2. The Princess of Cleves, by Madame de Lafayette (1678)
This enigmatic novel, set in the court society of the Ancien Regime, is a warning against love. We follow a young woman from her entry into court - she has received a strict moral education from her mother and finds the gossipy and jealous court society difficult to fathom. At a very young age she is forced to accept a husband she doesn't love. Soon after that, she falls in love with another man, Nemours. When she confesses this to her husband, he dies of the shock. But although she is free now, she refuses to marry Nemours. Love, on both sides, has an obsessive quality, and this cannot be allowed by the princes as it will destroy them both. In the end she makes the controversial decision to reject both lover and society and enter a convent. The behavior of the princess is difficult to explain and has given rise to a long list of disagreements among readers. For example, is Madame de Cleves virtuous, frigid, or egotistical? Is her confession of love for another man to her husband an act of sincere courage, or a desire to wound? Is her husband an unfortunate innocent or a paranoid egoist? Is Nemours a devoted lover trying to win a coy mistress or a cynical playboy? Try to find out for yourself by reading this ambiguous novel.
[Translated by Robin Buss (Penguin Classics) and Terence Cave (Oxford's World Classics)]

3. Manon Lescaut, by Abbé Prévost (1731)
Manon Lescaut is a tale of absolutely uncontrollable passion for a bewitchingly beautiful young woman who is 100% immoral. She is an empty-headed minx, who doesn’t love anyone and who will do anything to avoid poverty. When he is gripped by Manon's sensual charms, after spotting her as a voluptuous siren chained in a gang of female inmates, Des Grieux is only seventeen, a mere boy, Manon is even younger than that, but she has already had a good measure of sexual experience as we are told.

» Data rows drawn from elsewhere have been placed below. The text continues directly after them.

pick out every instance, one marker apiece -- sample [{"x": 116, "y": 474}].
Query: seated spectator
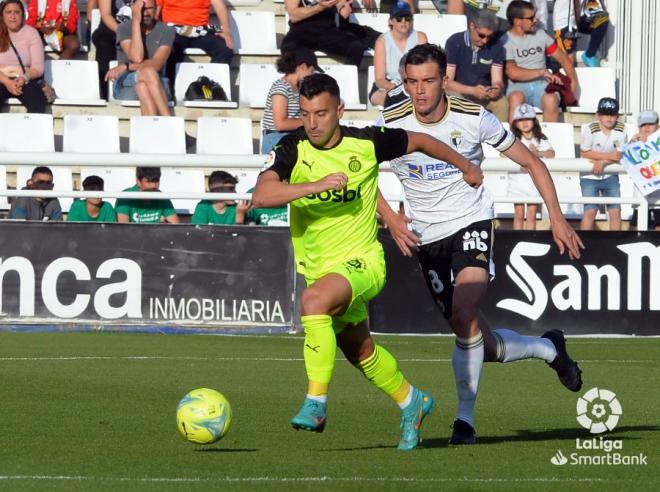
[
  {"x": 282, "y": 111},
  {"x": 312, "y": 25},
  {"x": 145, "y": 45},
  {"x": 390, "y": 48},
  {"x": 21, "y": 59},
  {"x": 190, "y": 19},
  {"x": 57, "y": 21},
  {"x": 30, "y": 208},
  {"x": 222, "y": 212},
  {"x": 602, "y": 142},
  {"x": 92, "y": 209},
  {"x": 475, "y": 64},
  {"x": 113, "y": 12},
  {"x": 526, "y": 48},
  {"x": 146, "y": 211},
  {"x": 526, "y": 127}
]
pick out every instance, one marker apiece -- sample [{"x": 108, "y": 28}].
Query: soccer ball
[{"x": 203, "y": 416}]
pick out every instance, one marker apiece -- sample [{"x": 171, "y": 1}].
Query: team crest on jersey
[{"x": 354, "y": 165}]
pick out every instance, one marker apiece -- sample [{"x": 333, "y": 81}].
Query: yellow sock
[
  {"x": 319, "y": 352},
  {"x": 383, "y": 371}
]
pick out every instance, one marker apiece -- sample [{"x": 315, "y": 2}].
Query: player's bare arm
[
  {"x": 563, "y": 234},
  {"x": 271, "y": 192}
]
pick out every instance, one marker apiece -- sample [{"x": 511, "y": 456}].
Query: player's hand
[
  {"x": 566, "y": 238},
  {"x": 473, "y": 176}
]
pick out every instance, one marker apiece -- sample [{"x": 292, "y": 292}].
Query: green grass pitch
[{"x": 96, "y": 411}]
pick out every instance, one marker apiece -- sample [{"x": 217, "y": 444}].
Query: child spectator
[
  {"x": 526, "y": 127},
  {"x": 602, "y": 141},
  {"x": 92, "y": 209}
]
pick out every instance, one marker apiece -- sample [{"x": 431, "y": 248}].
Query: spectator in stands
[
  {"x": 146, "y": 211},
  {"x": 222, "y": 212},
  {"x": 145, "y": 44},
  {"x": 526, "y": 127},
  {"x": 282, "y": 111},
  {"x": 602, "y": 142},
  {"x": 113, "y": 13},
  {"x": 475, "y": 64},
  {"x": 390, "y": 48},
  {"x": 526, "y": 50},
  {"x": 92, "y": 209},
  {"x": 312, "y": 25},
  {"x": 57, "y": 21},
  {"x": 21, "y": 59},
  {"x": 30, "y": 208},
  {"x": 190, "y": 19}
]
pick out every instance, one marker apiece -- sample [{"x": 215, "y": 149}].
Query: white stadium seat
[
  {"x": 91, "y": 133},
  {"x": 157, "y": 135},
  {"x": 255, "y": 80},
  {"x": 216, "y": 135},
  {"x": 76, "y": 82},
  {"x": 189, "y": 72}
]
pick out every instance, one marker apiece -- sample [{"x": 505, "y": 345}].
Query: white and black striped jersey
[{"x": 439, "y": 201}]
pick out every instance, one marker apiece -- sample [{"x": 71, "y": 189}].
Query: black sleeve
[
  {"x": 283, "y": 157},
  {"x": 389, "y": 143}
]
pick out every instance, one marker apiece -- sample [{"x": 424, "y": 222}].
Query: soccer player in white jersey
[{"x": 452, "y": 228}]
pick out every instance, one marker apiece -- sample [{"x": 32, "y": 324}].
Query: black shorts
[{"x": 442, "y": 260}]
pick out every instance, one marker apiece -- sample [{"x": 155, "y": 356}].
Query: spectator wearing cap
[
  {"x": 475, "y": 64},
  {"x": 390, "y": 47},
  {"x": 602, "y": 142},
  {"x": 92, "y": 209},
  {"x": 526, "y": 49},
  {"x": 282, "y": 111}
]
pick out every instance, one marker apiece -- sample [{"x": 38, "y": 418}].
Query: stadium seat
[
  {"x": 76, "y": 82},
  {"x": 157, "y": 135},
  {"x": 347, "y": 78},
  {"x": 595, "y": 83},
  {"x": 255, "y": 81},
  {"x": 216, "y": 135},
  {"x": 91, "y": 133},
  {"x": 438, "y": 27},
  {"x": 189, "y": 72}
]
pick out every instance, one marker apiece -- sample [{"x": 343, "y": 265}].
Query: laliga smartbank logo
[{"x": 598, "y": 410}]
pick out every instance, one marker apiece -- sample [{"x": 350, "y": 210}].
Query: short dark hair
[
  {"x": 93, "y": 183},
  {"x": 427, "y": 52},
  {"x": 516, "y": 10},
  {"x": 318, "y": 83},
  {"x": 151, "y": 174}
]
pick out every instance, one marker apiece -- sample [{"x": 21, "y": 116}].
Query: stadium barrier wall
[{"x": 240, "y": 279}]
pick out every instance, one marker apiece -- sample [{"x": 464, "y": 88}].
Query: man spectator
[
  {"x": 190, "y": 19},
  {"x": 312, "y": 25},
  {"x": 30, "y": 208},
  {"x": 146, "y": 211},
  {"x": 92, "y": 209},
  {"x": 601, "y": 143},
  {"x": 145, "y": 46},
  {"x": 475, "y": 64},
  {"x": 526, "y": 49}
]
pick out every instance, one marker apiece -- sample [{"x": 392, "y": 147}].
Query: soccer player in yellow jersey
[{"x": 329, "y": 174}]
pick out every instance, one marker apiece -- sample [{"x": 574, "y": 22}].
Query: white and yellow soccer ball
[{"x": 203, "y": 416}]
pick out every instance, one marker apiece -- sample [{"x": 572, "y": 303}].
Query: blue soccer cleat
[
  {"x": 311, "y": 416},
  {"x": 412, "y": 417}
]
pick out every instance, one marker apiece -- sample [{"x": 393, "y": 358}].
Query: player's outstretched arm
[
  {"x": 272, "y": 192},
  {"x": 563, "y": 234},
  {"x": 435, "y": 148}
]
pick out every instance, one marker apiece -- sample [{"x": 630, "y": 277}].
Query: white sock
[
  {"x": 514, "y": 346},
  {"x": 467, "y": 361}
]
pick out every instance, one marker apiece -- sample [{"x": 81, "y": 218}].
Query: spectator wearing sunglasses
[
  {"x": 32, "y": 208},
  {"x": 475, "y": 64}
]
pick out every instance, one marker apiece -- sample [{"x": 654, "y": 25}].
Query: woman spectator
[
  {"x": 390, "y": 48},
  {"x": 282, "y": 112},
  {"x": 21, "y": 59}
]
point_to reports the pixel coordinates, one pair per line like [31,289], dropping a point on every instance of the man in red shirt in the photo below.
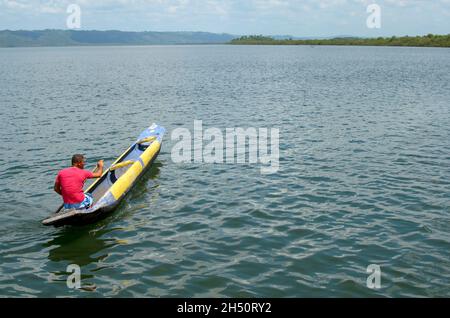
[70,181]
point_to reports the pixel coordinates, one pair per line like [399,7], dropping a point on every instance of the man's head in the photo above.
[78,161]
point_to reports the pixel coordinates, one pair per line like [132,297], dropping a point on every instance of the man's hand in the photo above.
[99,171]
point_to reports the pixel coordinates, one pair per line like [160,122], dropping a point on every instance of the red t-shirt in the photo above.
[72,181]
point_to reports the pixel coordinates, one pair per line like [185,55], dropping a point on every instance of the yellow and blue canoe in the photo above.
[110,189]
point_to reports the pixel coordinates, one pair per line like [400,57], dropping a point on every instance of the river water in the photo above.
[364,173]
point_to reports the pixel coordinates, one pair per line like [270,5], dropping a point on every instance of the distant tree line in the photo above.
[430,40]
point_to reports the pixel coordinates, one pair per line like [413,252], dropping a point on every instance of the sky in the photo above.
[301,18]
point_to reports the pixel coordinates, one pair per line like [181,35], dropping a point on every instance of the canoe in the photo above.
[112,187]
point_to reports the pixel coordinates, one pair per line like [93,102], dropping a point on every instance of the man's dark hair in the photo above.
[77,159]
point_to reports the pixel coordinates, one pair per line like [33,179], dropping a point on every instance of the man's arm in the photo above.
[57,187]
[99,171]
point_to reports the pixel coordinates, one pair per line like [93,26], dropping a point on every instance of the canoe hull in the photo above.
[116,187]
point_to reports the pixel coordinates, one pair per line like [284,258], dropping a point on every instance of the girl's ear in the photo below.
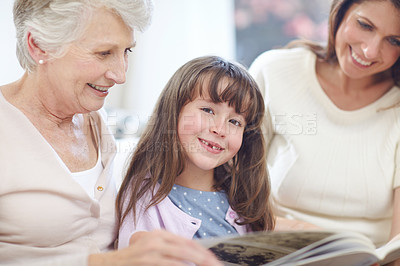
[35,52]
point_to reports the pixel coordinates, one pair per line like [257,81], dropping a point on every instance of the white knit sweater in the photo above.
[330,167]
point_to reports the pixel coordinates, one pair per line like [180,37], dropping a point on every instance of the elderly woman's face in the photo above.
[83,77]
[368,39]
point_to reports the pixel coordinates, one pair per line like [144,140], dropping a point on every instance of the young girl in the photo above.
[199,169]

Des Grieux is an aristocrat, but despite his breeding and good taste he is unable to resist his sexual passion. The love affair is an unmitigated disaster for the family of Des Grieux: he elopes with the girl, abandoning his family, his career and his principles. Manon develops into a demanding sybarite and liar, and pulls him down into a life of crime and deceit, even taking a rich older lover to pay the bills of the young couple. The events which follow lead eventually to imprisonment, murder, and the flight of the couple to the New World. Des Grieux’s passion for Manon never falters, as a fatal addiction, a sign of his nobility of character. Manon, from her side, can neither resist him nor return his love. She remains an elusive figure, addicted to pleasure, satisfied at her conquest of a man of rank, but just as easily leaving him again and again when circumstances make that necessary. The taut story is a prime example of fast moving narration, pulling the reader from calamity to escape to new calamity, and then on to the final tragedy. The novel ends with a melodramatic burial scene: Des Grieux breaks his sword and digs Manon's grave in the sand; he takes off his clothes to enshroud her body and then lies sprawling naked on the grave in abject torment.
[Translated by Leonard Tancock (Penguin Classics) and Angela Scholar (Oxford's World Classics)]

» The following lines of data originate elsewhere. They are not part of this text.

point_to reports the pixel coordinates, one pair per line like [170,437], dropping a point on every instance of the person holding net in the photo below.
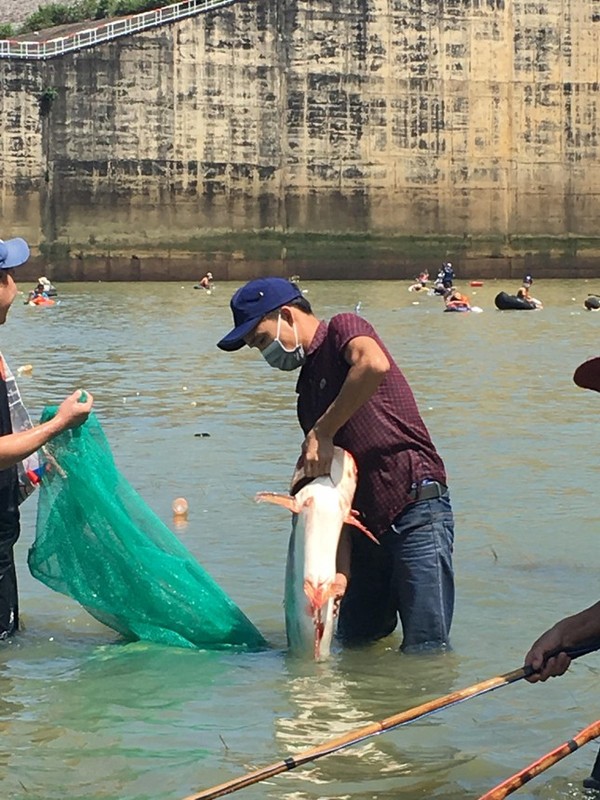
[19,440]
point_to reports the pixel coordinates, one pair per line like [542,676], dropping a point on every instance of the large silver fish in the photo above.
[313,586]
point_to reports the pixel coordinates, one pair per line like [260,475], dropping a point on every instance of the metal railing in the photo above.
[106,31]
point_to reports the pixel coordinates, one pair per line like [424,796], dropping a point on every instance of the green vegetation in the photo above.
[64,14]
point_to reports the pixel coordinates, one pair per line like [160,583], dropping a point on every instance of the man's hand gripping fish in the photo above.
[313,586]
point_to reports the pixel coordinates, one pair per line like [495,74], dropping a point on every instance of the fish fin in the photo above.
[352,519]
[317,595]
[284,500]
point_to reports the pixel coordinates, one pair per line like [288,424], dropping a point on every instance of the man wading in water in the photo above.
[18,440]
[352,394]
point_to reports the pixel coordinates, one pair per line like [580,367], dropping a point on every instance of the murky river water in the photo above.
[84,717]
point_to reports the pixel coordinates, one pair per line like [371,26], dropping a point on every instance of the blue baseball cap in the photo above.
[587,375]
[250,304]
[13,253]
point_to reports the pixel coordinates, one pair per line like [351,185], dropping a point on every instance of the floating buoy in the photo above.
[180,511]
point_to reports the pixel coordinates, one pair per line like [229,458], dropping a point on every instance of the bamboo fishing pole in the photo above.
[519,779]
[374,728]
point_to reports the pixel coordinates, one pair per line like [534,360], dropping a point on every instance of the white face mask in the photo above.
[278,356]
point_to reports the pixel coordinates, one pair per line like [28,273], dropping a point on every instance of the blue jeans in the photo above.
[409,575]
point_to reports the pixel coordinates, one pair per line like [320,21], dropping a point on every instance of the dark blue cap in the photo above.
[250,304]
[13,253]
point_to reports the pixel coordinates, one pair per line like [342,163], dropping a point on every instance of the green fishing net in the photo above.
[98,542]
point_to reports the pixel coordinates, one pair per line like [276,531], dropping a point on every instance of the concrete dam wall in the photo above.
[328,138]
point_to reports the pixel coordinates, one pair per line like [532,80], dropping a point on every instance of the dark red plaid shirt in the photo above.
[386,436]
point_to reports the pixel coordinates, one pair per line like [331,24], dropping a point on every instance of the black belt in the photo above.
[427,491]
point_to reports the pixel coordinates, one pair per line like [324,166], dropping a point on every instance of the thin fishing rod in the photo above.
[375,728]
[519,779]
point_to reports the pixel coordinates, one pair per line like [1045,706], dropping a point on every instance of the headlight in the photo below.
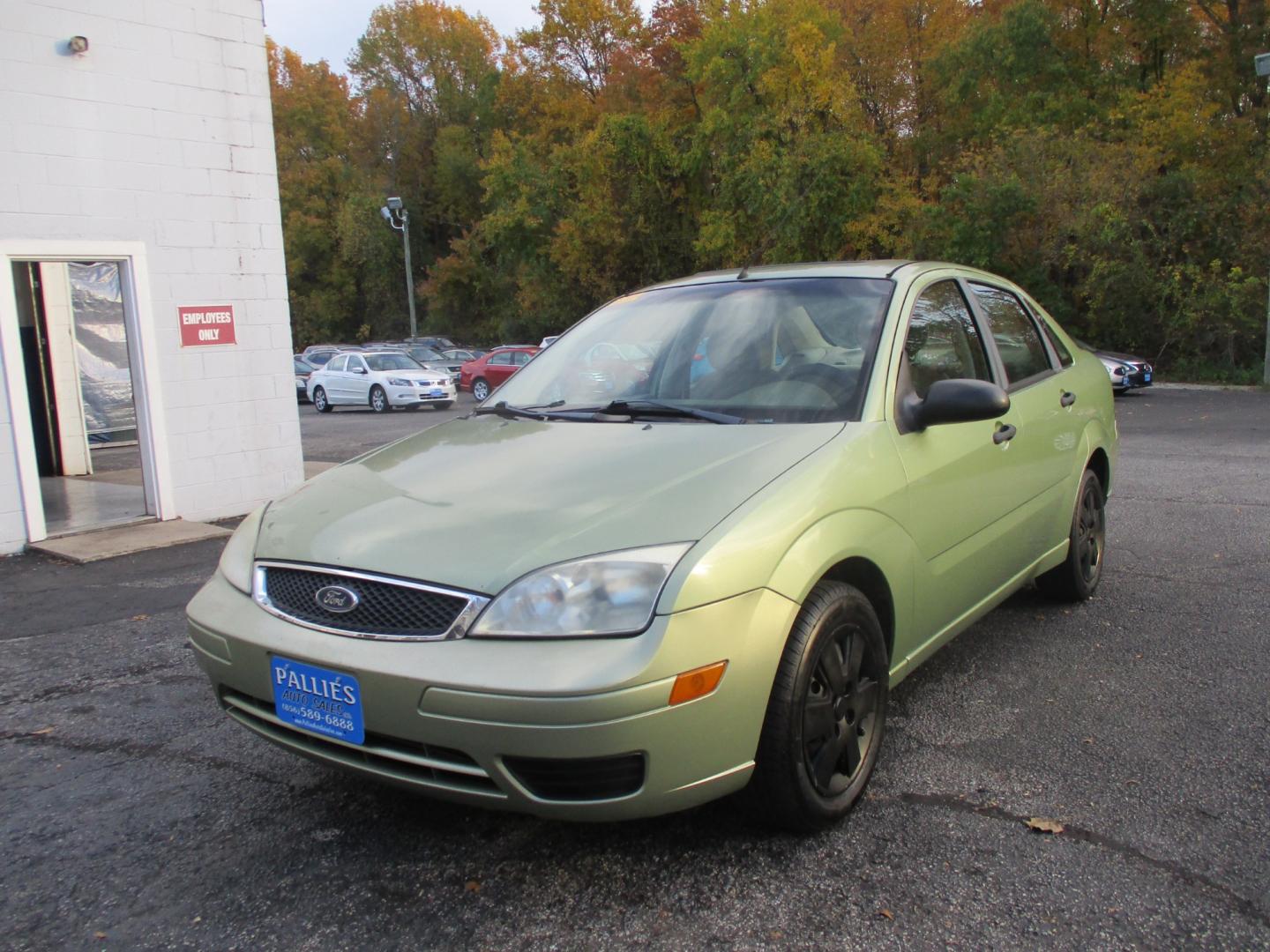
[240,551]
[605,594]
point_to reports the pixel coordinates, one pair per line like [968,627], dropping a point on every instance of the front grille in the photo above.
[577,779]
[385,607]
[392,758]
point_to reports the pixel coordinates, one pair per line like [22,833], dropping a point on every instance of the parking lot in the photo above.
[138,816]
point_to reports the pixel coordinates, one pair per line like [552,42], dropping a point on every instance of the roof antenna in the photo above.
[753,259]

4. Candide, by Voltaire (1759)
A picaresque novella written to refute the tenets of the German philosopher Leibniz, who claimed that mankind lives in "the best of all possible worlds (created by God)." Voltaire was an agnostic who loathed the abuse of power and hypocrisy of the Church and he didn't agree at all that "everything was (already) for the best." So in his story he piles misfortune on misfortune and disaster on disaster to show how terrible the world really can be. Candide is a young man like a blank leaf, very naive, in love with Cunegonde - when they are separated, he travels around the world searching for her. During his perambulations, he gradually learns about life and becomes more mature. The point of view of Leibniz is represented by Candide's teacher, the philosopher Pangloss ("easy tongue"), who comes to grief, first by catching syphilis, later by being hanged. Voltaire graphically shows us the cruelty and savagery of humans who steal, rape, murder, torture, enslave, and cheat. He also includes historical happenings such as the Seven Years' War and the 1755 Lisbon earthquake (and tsunami). Candide moves at neck-breaking speed, condensing whole novels into its chapters. It is full of sharp wit and provides an insightful portrayal of the human condition. In the end, Candide marries Cunegonde and they live on a farm. There they "cultivate their garden," which is the best we can do, as it leaves no time for idle speculation and as it serves the practical purpose of really making things gradually somewhat better.
[Translated by Theo Cuffe (Penguin Classics) and Roger Pearson (Oxford's World Classics)]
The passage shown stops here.